Since 2011 the political and economic reforms introduced by the government of Myanmar have made strong gains in terms of improving the energy sector in the country. However, only a quarter of the general population has access to electricity services. By implementing energy-efficiency policies, Myanmar could improve the situation and benefit from significant savings.
Global Environment Facility-UN Environment’s United for Efficiency and the Association of Southeast Asian Nations (ASEAN) SHINE programme have supported Myanmar since 2015 in developing and implementing energy-efficiency policies for appliances, lighting and equipment.
According to a United for Efficiency Country Savings Assessments, Myanmar could reduce its annual national electricity use by over 6 per cent in 2030—saving nearly $60 million in reduced electricity bills—by putting in place minimum energy performance standards for lighting, residential refrigerators, room air conditioners, distribution transformers and industrial electric motors.
Ms.
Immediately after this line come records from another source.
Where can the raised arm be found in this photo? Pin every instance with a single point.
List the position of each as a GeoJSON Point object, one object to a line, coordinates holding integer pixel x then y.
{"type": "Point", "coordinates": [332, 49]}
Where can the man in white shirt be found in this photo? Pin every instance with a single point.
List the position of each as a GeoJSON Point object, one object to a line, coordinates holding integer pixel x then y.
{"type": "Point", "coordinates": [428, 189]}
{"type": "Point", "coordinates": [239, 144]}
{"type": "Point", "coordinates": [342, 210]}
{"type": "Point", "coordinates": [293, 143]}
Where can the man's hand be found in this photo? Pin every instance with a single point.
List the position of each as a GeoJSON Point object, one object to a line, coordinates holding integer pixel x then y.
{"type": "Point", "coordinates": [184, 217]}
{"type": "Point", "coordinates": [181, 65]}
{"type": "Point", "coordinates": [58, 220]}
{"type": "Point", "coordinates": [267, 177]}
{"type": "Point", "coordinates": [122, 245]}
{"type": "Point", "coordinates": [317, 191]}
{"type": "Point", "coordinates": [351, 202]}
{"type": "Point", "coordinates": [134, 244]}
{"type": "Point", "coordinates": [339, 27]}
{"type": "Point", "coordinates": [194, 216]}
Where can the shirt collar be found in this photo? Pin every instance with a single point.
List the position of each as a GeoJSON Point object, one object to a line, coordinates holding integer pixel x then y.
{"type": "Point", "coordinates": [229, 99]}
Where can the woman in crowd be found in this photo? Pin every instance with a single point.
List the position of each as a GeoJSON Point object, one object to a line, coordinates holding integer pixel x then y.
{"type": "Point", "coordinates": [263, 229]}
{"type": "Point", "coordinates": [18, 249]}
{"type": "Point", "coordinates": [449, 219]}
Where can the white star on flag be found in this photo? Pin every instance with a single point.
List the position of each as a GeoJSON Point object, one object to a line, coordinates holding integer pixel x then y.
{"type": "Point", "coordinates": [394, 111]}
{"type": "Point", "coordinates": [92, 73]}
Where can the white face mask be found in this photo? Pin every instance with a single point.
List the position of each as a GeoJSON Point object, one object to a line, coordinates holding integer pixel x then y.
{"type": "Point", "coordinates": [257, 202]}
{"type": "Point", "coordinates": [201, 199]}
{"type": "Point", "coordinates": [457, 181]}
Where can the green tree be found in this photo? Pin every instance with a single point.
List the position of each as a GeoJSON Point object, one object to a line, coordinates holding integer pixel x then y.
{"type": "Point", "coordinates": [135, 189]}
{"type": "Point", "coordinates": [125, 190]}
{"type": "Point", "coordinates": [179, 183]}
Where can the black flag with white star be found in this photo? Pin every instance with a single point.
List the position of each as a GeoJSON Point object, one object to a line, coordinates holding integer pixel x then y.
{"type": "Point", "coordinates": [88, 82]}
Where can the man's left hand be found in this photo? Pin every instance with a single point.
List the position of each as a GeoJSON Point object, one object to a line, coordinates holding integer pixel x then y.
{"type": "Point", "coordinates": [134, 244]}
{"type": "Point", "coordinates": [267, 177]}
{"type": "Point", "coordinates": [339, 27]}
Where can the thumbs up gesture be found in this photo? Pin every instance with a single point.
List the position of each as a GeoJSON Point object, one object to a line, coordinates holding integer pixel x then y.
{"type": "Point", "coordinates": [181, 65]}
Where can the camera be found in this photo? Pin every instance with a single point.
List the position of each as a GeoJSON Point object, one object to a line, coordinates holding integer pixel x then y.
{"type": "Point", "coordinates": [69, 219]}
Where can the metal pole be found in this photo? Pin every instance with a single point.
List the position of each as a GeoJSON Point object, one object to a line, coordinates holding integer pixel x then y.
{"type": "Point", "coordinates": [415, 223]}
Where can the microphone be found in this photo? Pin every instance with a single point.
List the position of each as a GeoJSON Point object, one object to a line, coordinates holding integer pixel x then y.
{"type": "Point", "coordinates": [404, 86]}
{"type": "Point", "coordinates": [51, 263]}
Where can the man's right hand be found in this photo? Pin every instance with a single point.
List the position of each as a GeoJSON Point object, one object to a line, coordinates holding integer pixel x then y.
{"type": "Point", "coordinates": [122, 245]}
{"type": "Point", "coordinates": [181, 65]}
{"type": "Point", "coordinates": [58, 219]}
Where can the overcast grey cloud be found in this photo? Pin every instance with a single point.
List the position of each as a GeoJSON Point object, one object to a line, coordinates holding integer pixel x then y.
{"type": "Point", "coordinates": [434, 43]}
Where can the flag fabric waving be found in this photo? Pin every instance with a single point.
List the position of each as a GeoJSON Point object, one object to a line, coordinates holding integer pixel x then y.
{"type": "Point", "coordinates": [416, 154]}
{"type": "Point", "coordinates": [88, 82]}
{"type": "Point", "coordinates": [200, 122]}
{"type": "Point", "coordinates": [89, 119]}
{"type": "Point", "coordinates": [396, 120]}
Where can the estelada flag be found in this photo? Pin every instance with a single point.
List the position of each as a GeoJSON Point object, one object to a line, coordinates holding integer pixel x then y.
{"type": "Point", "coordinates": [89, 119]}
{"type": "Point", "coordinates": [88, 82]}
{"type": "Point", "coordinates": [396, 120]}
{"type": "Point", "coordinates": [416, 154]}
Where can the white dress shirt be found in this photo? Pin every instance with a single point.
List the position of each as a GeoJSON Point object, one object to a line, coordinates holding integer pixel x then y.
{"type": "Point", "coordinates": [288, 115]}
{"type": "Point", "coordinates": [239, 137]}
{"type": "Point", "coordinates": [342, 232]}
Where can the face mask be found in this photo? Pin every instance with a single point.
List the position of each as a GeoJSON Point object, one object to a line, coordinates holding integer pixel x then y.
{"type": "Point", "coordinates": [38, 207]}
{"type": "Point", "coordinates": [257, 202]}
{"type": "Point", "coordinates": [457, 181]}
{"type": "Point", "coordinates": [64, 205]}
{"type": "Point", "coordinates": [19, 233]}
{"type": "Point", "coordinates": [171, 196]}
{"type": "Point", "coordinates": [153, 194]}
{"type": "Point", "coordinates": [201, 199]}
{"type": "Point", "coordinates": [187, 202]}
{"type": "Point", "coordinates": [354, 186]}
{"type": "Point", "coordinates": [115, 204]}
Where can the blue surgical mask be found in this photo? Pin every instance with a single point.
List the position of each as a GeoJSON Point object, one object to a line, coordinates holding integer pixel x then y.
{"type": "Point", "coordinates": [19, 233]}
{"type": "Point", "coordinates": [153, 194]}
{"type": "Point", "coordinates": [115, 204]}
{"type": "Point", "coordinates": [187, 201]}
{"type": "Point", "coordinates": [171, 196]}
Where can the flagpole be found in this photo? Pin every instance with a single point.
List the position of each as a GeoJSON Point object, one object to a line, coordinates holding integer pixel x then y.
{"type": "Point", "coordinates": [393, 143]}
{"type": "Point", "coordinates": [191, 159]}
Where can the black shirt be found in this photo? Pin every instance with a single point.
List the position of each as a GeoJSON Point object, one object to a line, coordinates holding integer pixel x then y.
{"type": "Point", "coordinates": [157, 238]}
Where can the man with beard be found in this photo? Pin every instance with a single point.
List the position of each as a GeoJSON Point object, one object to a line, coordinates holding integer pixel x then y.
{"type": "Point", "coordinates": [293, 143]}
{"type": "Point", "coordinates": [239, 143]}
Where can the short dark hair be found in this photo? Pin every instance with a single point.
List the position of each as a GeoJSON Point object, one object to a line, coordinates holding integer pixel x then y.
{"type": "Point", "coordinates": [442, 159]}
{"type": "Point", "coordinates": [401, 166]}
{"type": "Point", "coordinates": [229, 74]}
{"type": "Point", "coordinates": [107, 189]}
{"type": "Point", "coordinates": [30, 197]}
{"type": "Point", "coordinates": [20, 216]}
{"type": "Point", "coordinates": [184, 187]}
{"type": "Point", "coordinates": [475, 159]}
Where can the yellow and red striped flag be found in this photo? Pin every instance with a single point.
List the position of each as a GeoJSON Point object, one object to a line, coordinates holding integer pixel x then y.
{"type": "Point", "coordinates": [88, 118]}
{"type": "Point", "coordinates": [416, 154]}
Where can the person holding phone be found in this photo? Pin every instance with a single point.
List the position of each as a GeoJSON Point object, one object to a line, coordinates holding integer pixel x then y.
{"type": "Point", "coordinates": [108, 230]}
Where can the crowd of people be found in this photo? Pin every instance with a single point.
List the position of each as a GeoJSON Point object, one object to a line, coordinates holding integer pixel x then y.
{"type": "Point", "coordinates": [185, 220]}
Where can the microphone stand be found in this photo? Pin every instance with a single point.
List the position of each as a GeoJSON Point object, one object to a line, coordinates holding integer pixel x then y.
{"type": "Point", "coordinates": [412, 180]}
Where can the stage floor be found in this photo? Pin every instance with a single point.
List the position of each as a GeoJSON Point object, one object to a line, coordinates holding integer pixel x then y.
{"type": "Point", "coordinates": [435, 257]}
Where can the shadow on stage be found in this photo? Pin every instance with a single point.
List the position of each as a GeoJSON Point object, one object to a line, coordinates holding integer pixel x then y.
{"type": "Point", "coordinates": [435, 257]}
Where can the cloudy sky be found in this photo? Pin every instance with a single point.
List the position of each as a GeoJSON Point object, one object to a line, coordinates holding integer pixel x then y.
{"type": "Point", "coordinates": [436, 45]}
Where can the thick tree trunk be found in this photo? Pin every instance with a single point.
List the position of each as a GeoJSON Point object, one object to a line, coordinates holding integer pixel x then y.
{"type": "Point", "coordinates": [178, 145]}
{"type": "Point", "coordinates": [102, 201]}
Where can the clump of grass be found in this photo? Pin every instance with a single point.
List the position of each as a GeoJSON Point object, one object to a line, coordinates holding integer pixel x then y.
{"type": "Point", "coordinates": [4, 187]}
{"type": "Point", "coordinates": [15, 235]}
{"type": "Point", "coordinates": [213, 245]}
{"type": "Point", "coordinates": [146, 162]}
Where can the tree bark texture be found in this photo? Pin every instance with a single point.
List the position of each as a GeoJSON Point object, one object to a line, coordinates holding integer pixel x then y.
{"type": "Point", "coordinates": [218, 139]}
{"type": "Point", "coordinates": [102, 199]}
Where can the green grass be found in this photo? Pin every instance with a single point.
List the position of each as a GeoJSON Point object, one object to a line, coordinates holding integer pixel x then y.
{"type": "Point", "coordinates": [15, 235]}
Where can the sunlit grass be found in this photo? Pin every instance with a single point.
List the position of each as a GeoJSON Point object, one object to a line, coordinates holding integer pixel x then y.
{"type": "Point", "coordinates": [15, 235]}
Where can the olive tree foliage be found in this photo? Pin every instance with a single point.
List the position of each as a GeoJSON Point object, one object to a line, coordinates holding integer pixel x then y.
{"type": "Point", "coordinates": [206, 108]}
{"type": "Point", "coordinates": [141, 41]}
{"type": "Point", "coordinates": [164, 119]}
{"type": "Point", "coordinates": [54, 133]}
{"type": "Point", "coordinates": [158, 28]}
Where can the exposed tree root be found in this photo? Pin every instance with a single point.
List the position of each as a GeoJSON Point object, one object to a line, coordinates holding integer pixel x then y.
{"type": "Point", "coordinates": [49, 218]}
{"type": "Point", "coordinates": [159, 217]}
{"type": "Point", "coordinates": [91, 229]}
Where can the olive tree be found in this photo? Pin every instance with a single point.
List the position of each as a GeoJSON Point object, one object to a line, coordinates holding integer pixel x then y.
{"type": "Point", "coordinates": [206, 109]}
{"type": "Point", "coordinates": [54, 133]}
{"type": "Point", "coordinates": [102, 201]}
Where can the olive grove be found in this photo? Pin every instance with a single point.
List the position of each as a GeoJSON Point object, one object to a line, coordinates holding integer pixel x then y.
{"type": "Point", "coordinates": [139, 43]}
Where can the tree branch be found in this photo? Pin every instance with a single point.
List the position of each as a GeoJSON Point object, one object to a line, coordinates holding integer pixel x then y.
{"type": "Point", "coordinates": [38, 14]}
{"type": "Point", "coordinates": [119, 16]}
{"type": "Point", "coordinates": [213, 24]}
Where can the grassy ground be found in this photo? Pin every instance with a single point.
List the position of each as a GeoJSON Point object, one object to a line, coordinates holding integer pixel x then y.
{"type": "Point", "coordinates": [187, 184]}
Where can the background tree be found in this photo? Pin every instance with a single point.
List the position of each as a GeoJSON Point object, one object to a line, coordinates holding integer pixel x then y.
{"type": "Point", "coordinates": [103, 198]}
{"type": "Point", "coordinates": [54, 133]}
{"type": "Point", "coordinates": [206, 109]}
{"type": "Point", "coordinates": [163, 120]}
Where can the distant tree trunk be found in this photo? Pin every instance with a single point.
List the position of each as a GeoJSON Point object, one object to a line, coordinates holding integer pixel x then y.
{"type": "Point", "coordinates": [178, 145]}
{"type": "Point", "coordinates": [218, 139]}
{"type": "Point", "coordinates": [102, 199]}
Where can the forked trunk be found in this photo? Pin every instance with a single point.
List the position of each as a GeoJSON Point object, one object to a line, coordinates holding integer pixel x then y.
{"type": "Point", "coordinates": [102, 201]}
Naing Naing Linn, Director from the Ministry of Industry, explains: “Currently in Myanmar, most appliances, lighting and equipment are imported. If other countries, especially in ASEAN, have already specified the energy performance standard on such imported appliances, then the ones that do not meet their standards may enter our country. We want to protect our market from inefficient products.”
However, the country faces challenges in implementing such measures. “Myanmar has limited capabilities, and no previous experience in developing or implementing energy-efficiency policies,” Ms. Linn says.
Through United for Efficiency, Myanmar has received valuable support to tackle these challenges, such as support to develop energy-efficiency policies allowing them to take advantage of their savings potential. It has also been able to learn from other countries’ experiences through workshops and seminars.
“We learn from and share experiences with colleagues from other countries,” Ms. Linn says.
Recently, Myanmar also started to participate in the ASEAN SHINE programme. The public-private partnership between UN Environment and the International Copper Association aims to increase the market share of efficient air conditioners and lighting in ASEAN countries through harmonisation of test methods and energy-efficiency standards, adoption of common minimum energy performance standards, and changing consumers’ purchasing attitudes in favour of energy-efficient products. UN Environment and Myanmar will also be working together on a separate Global Environment Facility project aimed at assisting implementing energy-efficiency policy.
“We have learned a lot about energy efficiency and in particular lighting through our participation in ASEAN SHINE,” Ms. Linn says.
For her, energy efficiency is a joint effort with the private sector. The work is only beginning. “We are now building our Ministry’s capacity and raising awareness in parallel, but we also want to make it easy for our business sector to implement energy-efficiency standards in their work,” Ms. Linn says.